In general, developing nations have difficulties in establishing and maintaining strong public institutions of various types, and this often manifests in difficulties in ensuring that basic infrastructure (both physical and soft) operates effectively and reliably. Research organisations in such environments will aspire to conduct their activities to internally-benchmarked standards but face significant difficulties not seen in developed nations.  Such organisations can and do produce some high quality work and are motivated to widen the pool of their people who operate to high standards of research and scholarship.
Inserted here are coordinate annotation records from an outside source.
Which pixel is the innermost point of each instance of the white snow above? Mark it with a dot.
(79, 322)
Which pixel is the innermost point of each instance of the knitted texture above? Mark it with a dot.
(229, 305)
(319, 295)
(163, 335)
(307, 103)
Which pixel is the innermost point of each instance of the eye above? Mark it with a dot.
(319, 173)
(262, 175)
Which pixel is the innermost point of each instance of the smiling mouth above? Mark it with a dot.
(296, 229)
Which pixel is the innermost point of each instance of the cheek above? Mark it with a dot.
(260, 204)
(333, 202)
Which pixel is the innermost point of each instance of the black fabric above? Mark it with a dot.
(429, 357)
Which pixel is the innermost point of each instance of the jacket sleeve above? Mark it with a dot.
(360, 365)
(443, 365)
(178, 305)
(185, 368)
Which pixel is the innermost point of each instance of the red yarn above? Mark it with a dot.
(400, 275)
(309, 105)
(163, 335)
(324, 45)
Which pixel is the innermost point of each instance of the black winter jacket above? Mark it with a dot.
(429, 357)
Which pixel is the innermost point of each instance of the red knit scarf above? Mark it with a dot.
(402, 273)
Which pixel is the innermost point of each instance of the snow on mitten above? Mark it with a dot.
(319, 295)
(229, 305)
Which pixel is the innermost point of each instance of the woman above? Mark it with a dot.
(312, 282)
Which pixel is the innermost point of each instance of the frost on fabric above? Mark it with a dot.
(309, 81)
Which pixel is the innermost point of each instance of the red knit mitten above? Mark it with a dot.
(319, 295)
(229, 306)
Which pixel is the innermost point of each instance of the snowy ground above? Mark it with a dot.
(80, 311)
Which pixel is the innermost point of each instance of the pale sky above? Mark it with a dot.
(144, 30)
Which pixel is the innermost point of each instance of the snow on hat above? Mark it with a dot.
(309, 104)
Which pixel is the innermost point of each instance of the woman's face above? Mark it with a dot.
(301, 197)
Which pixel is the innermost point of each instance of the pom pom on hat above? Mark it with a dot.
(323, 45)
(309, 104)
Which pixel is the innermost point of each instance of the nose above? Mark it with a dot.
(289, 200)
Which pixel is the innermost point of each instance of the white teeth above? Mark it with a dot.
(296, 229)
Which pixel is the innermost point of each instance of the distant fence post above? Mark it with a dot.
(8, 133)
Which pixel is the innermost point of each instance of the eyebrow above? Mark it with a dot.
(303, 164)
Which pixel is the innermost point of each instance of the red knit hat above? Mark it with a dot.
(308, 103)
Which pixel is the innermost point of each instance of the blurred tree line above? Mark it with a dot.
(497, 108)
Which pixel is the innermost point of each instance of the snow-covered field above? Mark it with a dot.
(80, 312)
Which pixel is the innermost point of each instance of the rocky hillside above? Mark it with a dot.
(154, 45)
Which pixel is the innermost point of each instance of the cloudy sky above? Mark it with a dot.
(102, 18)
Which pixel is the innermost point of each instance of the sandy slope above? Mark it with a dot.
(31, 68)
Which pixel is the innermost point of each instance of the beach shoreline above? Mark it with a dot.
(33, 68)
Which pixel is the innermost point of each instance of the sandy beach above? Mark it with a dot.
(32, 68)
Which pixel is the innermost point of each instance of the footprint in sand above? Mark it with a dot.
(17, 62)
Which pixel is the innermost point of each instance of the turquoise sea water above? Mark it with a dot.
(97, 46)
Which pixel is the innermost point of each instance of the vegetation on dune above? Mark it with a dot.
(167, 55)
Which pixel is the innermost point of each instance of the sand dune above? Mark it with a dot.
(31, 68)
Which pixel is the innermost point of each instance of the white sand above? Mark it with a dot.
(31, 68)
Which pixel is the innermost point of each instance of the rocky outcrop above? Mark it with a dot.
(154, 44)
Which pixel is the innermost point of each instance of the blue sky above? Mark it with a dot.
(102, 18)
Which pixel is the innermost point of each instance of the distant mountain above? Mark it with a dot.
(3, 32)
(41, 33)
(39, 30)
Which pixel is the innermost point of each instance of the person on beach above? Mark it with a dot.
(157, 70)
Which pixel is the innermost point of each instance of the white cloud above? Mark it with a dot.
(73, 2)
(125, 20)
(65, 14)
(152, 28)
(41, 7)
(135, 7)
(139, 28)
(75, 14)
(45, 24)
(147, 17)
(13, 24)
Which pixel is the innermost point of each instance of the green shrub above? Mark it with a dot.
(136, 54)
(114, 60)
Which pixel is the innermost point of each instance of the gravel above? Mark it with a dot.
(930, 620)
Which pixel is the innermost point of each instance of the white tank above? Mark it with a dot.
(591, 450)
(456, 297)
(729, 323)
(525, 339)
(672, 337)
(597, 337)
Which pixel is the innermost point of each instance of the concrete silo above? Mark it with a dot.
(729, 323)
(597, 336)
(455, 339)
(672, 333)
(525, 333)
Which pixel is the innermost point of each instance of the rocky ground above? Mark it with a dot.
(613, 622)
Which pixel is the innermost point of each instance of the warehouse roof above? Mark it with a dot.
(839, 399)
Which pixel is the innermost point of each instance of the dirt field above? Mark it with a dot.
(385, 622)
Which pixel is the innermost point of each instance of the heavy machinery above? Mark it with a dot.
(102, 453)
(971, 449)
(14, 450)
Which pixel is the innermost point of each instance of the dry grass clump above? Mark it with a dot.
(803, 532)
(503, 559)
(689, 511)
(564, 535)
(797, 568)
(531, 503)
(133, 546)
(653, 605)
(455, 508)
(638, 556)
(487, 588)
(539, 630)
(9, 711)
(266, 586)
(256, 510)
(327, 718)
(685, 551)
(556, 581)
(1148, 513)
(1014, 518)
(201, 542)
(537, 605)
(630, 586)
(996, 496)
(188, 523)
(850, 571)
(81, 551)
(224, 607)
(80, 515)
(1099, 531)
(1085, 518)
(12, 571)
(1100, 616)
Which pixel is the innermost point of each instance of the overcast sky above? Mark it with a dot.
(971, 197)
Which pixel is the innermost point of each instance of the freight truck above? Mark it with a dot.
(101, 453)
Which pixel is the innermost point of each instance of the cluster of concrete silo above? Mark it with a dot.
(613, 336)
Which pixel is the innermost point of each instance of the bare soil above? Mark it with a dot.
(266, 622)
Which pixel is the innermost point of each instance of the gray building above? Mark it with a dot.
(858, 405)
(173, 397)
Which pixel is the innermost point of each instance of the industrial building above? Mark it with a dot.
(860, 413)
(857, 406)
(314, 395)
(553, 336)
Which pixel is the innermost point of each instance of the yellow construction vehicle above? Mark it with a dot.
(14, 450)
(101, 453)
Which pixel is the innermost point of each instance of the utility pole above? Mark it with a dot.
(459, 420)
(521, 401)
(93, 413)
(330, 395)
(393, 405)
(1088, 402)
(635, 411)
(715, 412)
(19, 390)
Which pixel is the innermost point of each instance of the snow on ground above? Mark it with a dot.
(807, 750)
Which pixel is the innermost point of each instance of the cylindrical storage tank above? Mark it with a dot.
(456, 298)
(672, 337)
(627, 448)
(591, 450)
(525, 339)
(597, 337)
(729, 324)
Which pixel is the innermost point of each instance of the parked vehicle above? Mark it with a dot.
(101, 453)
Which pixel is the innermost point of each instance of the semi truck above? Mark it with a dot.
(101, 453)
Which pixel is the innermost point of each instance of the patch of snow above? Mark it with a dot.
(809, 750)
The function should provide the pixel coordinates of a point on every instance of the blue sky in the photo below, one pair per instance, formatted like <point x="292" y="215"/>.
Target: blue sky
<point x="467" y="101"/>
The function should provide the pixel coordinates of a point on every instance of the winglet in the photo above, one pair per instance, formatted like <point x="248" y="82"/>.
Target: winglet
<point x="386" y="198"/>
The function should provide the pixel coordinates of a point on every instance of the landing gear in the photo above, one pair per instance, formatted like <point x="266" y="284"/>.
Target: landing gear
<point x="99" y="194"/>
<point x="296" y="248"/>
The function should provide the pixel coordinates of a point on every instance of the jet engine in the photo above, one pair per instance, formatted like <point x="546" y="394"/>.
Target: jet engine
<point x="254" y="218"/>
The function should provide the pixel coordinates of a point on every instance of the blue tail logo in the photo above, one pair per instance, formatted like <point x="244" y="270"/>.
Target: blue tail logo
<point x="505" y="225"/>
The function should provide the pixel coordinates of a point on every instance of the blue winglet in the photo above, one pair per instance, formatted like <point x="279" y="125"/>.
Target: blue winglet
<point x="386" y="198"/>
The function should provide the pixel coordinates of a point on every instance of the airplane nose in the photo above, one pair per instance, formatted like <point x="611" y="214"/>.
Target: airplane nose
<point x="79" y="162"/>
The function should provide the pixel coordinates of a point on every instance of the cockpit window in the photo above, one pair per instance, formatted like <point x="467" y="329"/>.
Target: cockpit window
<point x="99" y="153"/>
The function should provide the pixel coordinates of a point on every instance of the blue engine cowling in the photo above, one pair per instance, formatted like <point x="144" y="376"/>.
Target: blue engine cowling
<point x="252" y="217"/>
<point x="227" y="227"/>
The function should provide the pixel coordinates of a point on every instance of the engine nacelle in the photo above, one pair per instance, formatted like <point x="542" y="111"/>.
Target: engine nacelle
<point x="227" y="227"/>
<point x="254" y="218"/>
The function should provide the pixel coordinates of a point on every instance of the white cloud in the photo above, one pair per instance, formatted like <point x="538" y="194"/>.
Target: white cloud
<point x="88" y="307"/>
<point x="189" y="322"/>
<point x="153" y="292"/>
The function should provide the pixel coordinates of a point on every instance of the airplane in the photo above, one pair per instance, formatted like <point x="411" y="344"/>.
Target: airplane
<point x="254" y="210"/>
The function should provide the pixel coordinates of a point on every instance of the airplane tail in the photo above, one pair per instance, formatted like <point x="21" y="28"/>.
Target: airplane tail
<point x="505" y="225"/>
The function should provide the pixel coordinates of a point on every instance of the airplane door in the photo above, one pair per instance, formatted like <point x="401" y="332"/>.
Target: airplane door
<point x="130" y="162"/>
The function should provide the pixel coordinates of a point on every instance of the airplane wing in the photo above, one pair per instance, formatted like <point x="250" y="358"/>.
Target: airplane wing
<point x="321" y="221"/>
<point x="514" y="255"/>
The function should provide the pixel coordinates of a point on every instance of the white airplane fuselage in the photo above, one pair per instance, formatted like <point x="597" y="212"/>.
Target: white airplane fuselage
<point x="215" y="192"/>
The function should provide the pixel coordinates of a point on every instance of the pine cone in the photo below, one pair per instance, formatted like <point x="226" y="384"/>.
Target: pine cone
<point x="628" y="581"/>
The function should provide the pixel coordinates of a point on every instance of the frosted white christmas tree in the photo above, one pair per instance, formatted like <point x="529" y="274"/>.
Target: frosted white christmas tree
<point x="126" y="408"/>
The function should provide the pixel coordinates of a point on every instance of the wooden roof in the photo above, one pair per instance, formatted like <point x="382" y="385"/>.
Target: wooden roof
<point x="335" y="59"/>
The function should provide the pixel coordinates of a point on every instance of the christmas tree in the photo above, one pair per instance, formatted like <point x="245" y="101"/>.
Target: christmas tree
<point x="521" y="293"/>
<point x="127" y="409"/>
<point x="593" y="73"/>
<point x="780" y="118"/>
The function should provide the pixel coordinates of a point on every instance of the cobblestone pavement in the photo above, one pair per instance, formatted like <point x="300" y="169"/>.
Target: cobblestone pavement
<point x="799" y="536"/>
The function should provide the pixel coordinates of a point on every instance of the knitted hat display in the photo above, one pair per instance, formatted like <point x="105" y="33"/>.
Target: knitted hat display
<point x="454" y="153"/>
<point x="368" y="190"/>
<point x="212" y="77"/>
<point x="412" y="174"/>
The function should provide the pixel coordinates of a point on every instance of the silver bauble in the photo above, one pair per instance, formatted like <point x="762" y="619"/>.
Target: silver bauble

Rather than a top down approach often called capacity building, there are opportunities for building collaborative relationships which are successful because they are enduring and respectful.  It takes time to build trusting and meaningful relationships, and to understand the complex political environment and relationships with Aid agencies in which governments and research organisations have to operate.  Hence those who wish to collaborate need to show long term commitment and to listen and respond to requests rather than push their own ideas. Success is most likely when the collaborator takes the time to understand the values and customs, and even the language of the community in which he or she is working.

Reciprocity building should be at centre of all collaborations.  Collaborations and relationships must respect multiple ways of constructing knowledge. Collaborations and relationships should be critically reflective of how benefits are distributed.